With the persecution of Hahnemann came the persecution of many of his students. To give one example, Christian Gottlob Hornburg, a medical student at the University of Liepzig, especially loved Hahnemann’s lectures and grasped the topic so thoroughly that he was able to achieve several astounding cures himself. He had already earned his baccalaureate, and was doing work towards his medical degree so, strictly speaking, he was not supposed to be seeing patients. Other medical students, who were not proponents of Homeopathy, also gave medical advice and escaped reproof, but because his cures were homeopathic, Hornburg was persecuted. He was fined, and the authorities even went so far as to take his homeopathic medicines from his home and publicly burn them. Worse, and in large part because he spoke so critically about the old methods, he was never awarded his medical degree. He tried in several universities and failed; the “powers that be” wanted to make an example of him. He eventually gave up trying to earn a degree, but never stopped practicing homeopathy. Unfortunately, his tormentors never stopped either, always looking for ways to punish him. In 1833, about fifteen years after his remedies had been publicly burned, he was condemned to two months’ imprisonment for treating a woman with pneumonia who later died at the hands of regular physicians. They knew she had worked with Hornburg and blamed her death on him. The news of this judgement devastated Hornburg. He was recovering from influenza when he learned of it, so not in perfect health, and the shock—and very possibly the imprisonment itself—caused him to go into a decline. He was dead six months later. Fortunately, many of those in Hahnemann’s Provers' Union sidestepped or survived the Old School’s persecution and carried on practicing homeopathy quite successfully, including Hartmann (mentioned above).
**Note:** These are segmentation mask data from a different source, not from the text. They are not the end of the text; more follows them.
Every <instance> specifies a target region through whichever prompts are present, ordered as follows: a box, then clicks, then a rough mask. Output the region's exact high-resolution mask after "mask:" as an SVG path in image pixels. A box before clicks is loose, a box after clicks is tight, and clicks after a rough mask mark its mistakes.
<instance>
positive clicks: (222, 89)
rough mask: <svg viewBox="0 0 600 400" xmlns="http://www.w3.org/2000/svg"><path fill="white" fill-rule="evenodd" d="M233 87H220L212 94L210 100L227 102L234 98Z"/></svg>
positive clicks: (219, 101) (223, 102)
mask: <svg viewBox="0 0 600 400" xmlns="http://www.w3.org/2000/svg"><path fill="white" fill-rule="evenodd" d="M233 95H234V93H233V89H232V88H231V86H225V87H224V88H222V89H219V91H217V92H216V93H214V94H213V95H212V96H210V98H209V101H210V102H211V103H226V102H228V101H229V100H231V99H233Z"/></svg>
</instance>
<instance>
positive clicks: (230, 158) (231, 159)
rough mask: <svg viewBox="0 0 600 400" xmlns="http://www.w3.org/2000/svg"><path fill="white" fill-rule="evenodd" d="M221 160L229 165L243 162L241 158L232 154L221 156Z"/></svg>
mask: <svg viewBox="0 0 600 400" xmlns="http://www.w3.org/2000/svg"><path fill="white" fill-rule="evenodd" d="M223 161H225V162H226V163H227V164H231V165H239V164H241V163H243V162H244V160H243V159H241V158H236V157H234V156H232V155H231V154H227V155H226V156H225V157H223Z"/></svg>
All Hahnemann ever wanted to do, always for the absolute good of humanity, was to dispense the simple medicines that he so thoroughly understood, that he himself had made so that he could guarantee their quality, and to share his new method with anyone who was open to learning it. But after nearly ten years of teaching at the University of Leipzig, his dream came to an end. This last battle was the final straw for Hahnemann, who was now 66 years old. He determined to move his family once again, and sent out enquiries to find a place in which he could attain the peace and quiet he needed to continue his research and practice homeopathy without the constant battles. In the spring of 1821, the Grand Duke Frederick of Anhalt-Coethen invited Hahnemann to become private physician to himself and his wife and, perhaps more importantly, gave him free reign to “practice according to the feelings of his heart.”